Example: Creating a Custom Senior Developer Assistant

  1. Create a file named Modelfile in your directory:

    # 1. Base weights from official registry
    FROM llama3:8b
    
    # 2. Configure model parameters
    PARAMETER temperature 0.2
    PARAMETER num_ctx 8192
    PARAMETER stop "[INST]"
    PARAMETER stop "[/INST]"
    
    # 3. Inject baseline system instructions
    SYSTEM """
    You are a senior systems engineer. You write dry, optimized, and heavily commented 
    code. You do not explain basic concepts; you focus strictly on advanced solutions.
    Never use generic marketing phrases or conversational filler words.
    """
  2. Compile and build the model locally:

    ollama create senior-dev -f ./Modelfile
  3. Run your custom model:

    ollama run senior-dev

3. Server Configuration & GPU Tuning

Ollama is heavily optimized for hardware acceleration, but high-performance environments require manual configuration via environment variables.

Linux Service Configuration (systemd)

If running on a Linux host, edit the service file to inject custom environment variables:

sudo systemctl edit ollama.service

Add the environment blocks inside the editor:

[Service]
Environment="OLLAMA_HOST=0.0.0.0:11434"
Environment="OLLAMA_NUM_PARALLEL=4"
Environment="OLLAMA_MAX_LOADED_MODELS=2"
Environment="OLLAMA_MODELS=/mnt/fast-nvme/ollama-models"

Save and restart the daemon:

sudo systemctl daemon-reload
sudo systemctl restart ollama

Essential Environment Tuning Flags

  • OLLAMA_HOST: Binds the server to all network interfaces (0.0.0.0:11434) to allow remote connections.
  • OLLAMA_NUM_PARALLEL: Allows parallel request processing (increases GPU memory consumption but prevents blocking).
  • OLLAMA_MAX_LOADED_MODELS: Dictates how many models can reside in GPU memory simultaneously.
  • OLLAMA_MODELS: Modifies the storage path for model weights (ideal for mounting external NVMe arrays).

4. Local REST API Integration

Ollama runs a local HTTP server by default.
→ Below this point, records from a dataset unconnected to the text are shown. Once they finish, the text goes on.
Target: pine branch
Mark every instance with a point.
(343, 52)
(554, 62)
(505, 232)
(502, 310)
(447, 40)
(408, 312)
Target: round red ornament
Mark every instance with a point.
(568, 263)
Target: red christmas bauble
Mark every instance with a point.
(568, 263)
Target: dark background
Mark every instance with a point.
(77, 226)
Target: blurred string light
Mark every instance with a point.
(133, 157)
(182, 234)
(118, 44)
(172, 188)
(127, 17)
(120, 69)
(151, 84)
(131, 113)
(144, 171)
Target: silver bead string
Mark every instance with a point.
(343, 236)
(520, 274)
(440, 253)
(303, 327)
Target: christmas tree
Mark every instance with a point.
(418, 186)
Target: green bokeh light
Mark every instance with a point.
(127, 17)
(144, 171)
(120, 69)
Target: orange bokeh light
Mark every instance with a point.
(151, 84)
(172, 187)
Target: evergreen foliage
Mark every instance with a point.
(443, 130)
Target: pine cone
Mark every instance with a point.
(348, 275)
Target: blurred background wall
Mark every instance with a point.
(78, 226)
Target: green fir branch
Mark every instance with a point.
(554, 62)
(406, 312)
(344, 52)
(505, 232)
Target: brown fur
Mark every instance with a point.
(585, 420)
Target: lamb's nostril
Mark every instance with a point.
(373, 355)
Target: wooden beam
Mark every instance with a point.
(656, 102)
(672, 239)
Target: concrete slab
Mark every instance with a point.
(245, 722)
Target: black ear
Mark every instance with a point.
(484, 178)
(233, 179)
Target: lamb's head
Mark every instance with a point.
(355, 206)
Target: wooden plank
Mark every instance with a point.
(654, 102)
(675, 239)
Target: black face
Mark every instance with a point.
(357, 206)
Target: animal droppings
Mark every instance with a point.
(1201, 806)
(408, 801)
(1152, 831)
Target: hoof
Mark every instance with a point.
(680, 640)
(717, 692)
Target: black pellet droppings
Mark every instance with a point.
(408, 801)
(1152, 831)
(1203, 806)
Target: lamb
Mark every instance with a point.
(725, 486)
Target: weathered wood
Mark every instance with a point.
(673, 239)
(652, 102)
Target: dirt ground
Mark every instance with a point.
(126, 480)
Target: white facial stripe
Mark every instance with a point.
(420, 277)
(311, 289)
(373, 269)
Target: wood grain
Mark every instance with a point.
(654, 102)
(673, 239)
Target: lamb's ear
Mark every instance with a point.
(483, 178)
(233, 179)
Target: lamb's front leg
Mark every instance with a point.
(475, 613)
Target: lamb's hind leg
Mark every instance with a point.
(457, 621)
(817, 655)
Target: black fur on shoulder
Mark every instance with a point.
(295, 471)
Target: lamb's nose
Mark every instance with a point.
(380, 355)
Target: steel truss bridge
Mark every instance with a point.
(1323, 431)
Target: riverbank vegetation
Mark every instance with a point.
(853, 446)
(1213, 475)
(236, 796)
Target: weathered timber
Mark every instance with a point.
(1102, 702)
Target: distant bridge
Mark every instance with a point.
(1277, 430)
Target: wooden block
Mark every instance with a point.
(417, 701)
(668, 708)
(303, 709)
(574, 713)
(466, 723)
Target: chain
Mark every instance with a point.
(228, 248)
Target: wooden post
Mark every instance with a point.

You can easily communicate with it from standard tools or custom scripts.

Generating a Chat Response (CURL)

curl http://localhost:11434/api/chat -d '{
  "model": "llama3",
  "messages": [
    {
      "role": "user",
      "content": "Explain symmetric encryption in one sentence."
    }
  ],
  "stream": false
}'

Response Object (JSON)

{
  "model": "llama3",
  "created_at": "2026-06-01T15:20:00.123456Z",
  "message": {
    "role": "assistant",
    "content": "Symmetric encryption uses a single shared key to both encrypt and decrypt data."
  },
  "done": true,
  "total_duration": 450123456,
  "load_duration": 120456,
  "prompt_eval_count": 22,
  "eval_count": 14
}

For developer workflows, pull these highly optimized models:

  • qwen2.5-coder:7b: Currently the most powerful lightweight coding assistant.
  • deepseek-coder:6.7b: Phenomenal at code editing, refactoring, and logic resolution.
  • codegemma:7b: Google’s lightweight open weights model tailored for IDE completions.